The Non-trivial Effects of Trivial Errors in Scientific Communication and Evaluation

von Terje Tüür-Fröhlich

Aug. 2016, Hardc./Fadenheft., 164 S.

ISBN 978-3-86488-104-6, 24,80 € (D)

[Zugleich: Diss., Johannes Kepler Universität Linz, 2014]
[Text englisch]


Thomson Reuters’ citation indexes i.e. SCI, SSCI and AHCI are said to be “authoritative”. Due to the huge influence of these databases on global academic evaluation of productivity and impact, Terje Tüür-Fröhlich decided to conduct case studies on the data quality of Social Sciences Citation Index (SSCI) records.

Tüür-Fröhlich investigated articles from social science and law. The main findings: SSCI records contain tremendous amounts of “trivial errors”, not only misspellings and typos as previously mentioned in bibliometrics and scientometrics literature. But Tüür-Fröhlich's research documented fatal errors which have not been mentioned in the scientometrics literature yet at all. Tüür-Fröhlich found more than 80 fatal mutations and mutilations of Pierre Bourdieu (e.g. “Atkinson” or “Pierre, B. and “Pierri, B.”). SSCI even generated zombie references (phantom authors and works) by data fields’ confusion — a deadly sin for a database producer — as fragments of Patent Laws were indexed as fictional author surnames/initials. Additionally, horrific OCR-errors (e.g. “nuxure” instead of “Nature” as journal title) were identified.

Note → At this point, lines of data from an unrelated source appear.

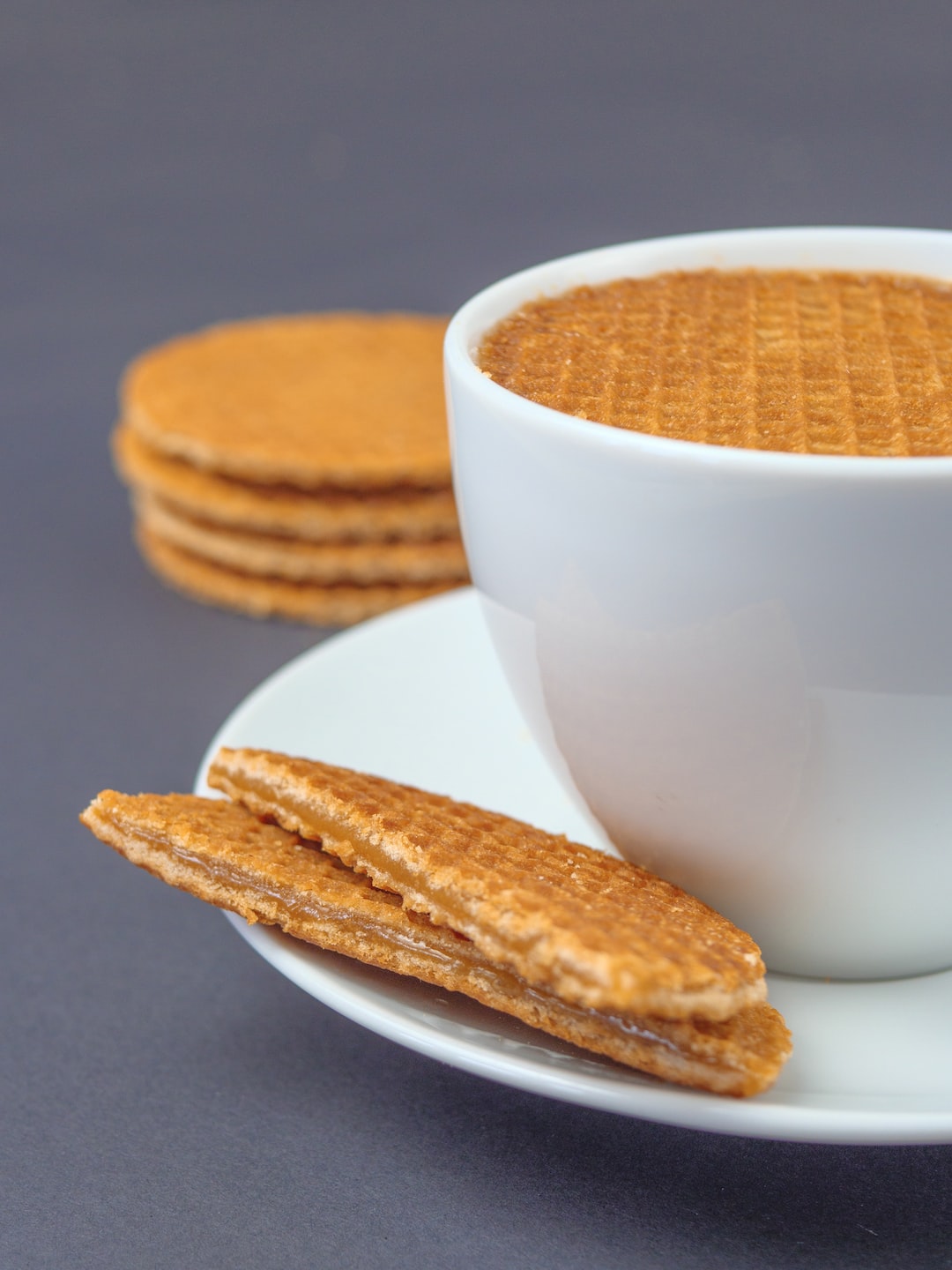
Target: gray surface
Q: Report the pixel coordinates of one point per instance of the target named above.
(167, 1100)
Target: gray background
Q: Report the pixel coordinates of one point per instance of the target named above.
(167, 1100)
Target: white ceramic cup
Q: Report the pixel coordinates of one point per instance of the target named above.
(743, 661)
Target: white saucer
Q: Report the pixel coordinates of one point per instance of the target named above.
(418, 696)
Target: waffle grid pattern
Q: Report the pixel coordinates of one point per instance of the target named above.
(828, 363)
(518, 892)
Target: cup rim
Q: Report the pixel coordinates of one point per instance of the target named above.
(493, 303)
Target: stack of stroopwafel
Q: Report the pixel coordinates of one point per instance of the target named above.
(294, 467)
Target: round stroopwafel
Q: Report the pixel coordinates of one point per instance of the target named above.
(351, 400)
(211, 583)
(801, 361)
(294, 560)
(320, 514)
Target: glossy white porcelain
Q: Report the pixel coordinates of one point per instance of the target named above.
(741, 661)
(419, 696)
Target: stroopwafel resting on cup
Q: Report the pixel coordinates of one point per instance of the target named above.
(260, 452)
(224, 854)
(827, 362)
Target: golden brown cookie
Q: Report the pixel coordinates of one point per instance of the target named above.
(322, 514)
(222, 854)
(353, 400)
(804, 361)
(334, 605)
(366, 564)
(596, 931)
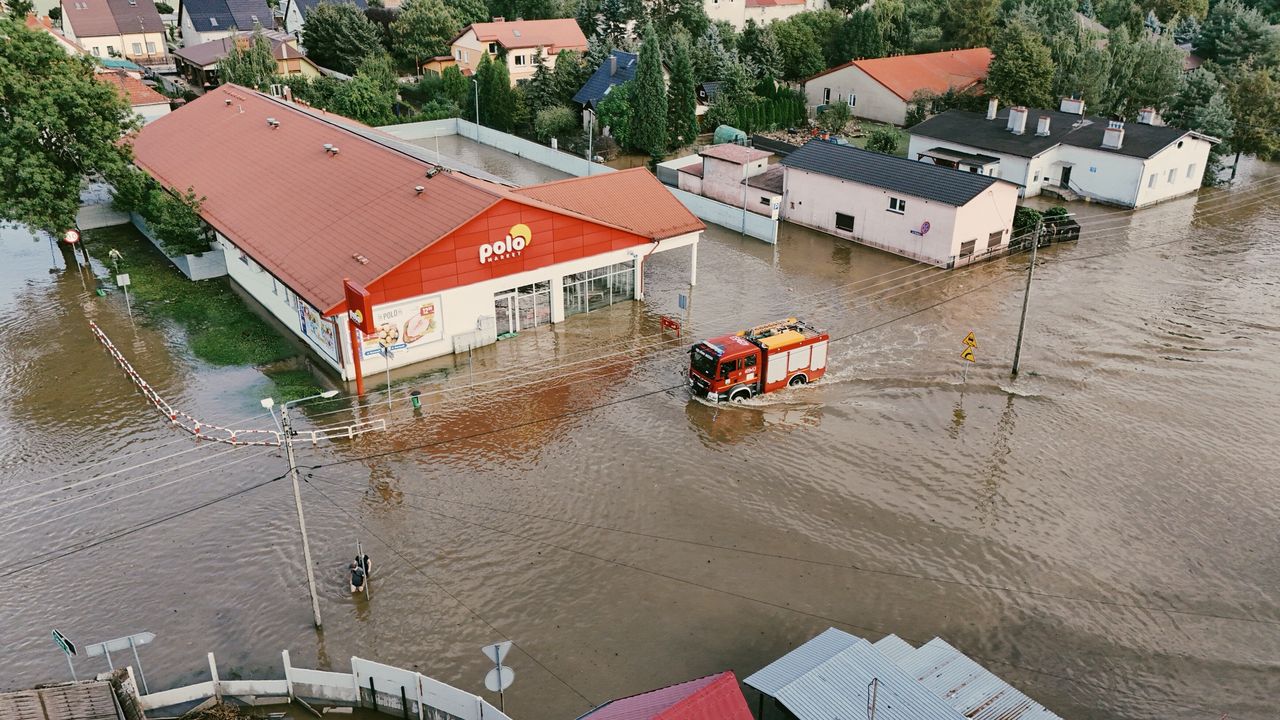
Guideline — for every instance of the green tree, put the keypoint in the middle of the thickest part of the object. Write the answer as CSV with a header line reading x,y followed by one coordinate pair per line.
x,y
613,113
833,118
1234,33
455,87
681,98
969,23
1253,95
423,31
251,64
886,140
801,53
1022,72
1201,105
554,122
56,126
649,98
467,12
338,36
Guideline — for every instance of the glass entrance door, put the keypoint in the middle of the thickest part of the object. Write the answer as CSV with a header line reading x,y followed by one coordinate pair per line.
x,y
504,309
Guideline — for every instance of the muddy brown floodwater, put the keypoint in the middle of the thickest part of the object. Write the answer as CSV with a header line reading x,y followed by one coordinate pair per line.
x,y
1101,532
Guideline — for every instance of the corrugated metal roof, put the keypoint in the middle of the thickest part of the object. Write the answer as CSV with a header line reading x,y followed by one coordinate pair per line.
x,y
968,687
876,169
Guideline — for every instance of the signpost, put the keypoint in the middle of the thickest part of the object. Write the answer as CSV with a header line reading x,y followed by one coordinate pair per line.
x,y
499,678
128,642
68,648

Tüür-Fröhlich's extensive quantitative case study of an article of the Harvard Law Review resulted in a devastating finding: only 1% of all correct references from the original article were indexed by SSCI without any mistake or error. Many scientific communication experts and database providers' believe that errors in databanks are of less importance: There are many errors, yes — but they would counterbalance each other, errors would not result in citation losses and would not bear any effect on retrieval and evaluation outcomes. Terje Tüür-Fröhlich claims the contrary: errors and inconsistencies are not evenly distributed but linked with languages biases and publication cultures.


Aus dem Geleitwort:

In ihrer Dissertation hat Frau Terje Tüür-Fröhlich eigenständige Methoden entwickelt bzw. bestehende abgewandelt (sie nennt sie „Ping-Pong“ bzw. „Schneeball“). Ihre Resultate zeigen eindrucksvoll, dass im Zeitalter von Big Data und dem zunehmenden Glauben an Induktivismus und an die Automatisierbarkeit von Forschung die qualitative, intellektuelle Detailanalyse unersetzlich bleibt. Die schweren, von Tüür-Fröhlich entdeckten endogenen SSCI-Datenbankfehler — z. B. zahlreiche aus Fragmenten von Fußnoten kompilierte PhantomautorInnen bzw. Phantomwerke — hätten kaum durch die üblichen automatisierten Verfahren entdeckt werden können. Kritik ist ein unverzichtbares Element wissenschaftlicher Rationalität. Terje Tüür-Fröhlichs Dissertation ist eine Pionierarbeit.

From the Preface:

In her doctoral thesis Terje Tüür-Fröhlich has developed or modified further existing research methods (she calls them “ping-pong” and “snow-ball”). Her research results show clearly that in the age of Big Data and the ever increasing belief in inductivism and in the automation of research qualitative, intellectual, detailed analyses still remain indispensable. The severe endogenous SSCI database errors discovered by the author — e. g. numerous phantom authors or phantom works generated out of fragments of mixed footnotes — could hardly be detected by the usual automated analyses. Criticism is an essential element of scientific rationality. It cannot be replaced by automated big data analysis. Terje Tüür-Fröhlich’s doctoral dissertation is a pioneer work.

o. Univ.-Prof. Dr. Volker Gadenne
Department of Philosophy and Theory of Science
Johannes Kepler University (JKU) Linz / Austria


[= Schriften zur Informationswissenschaft; Bd. 69]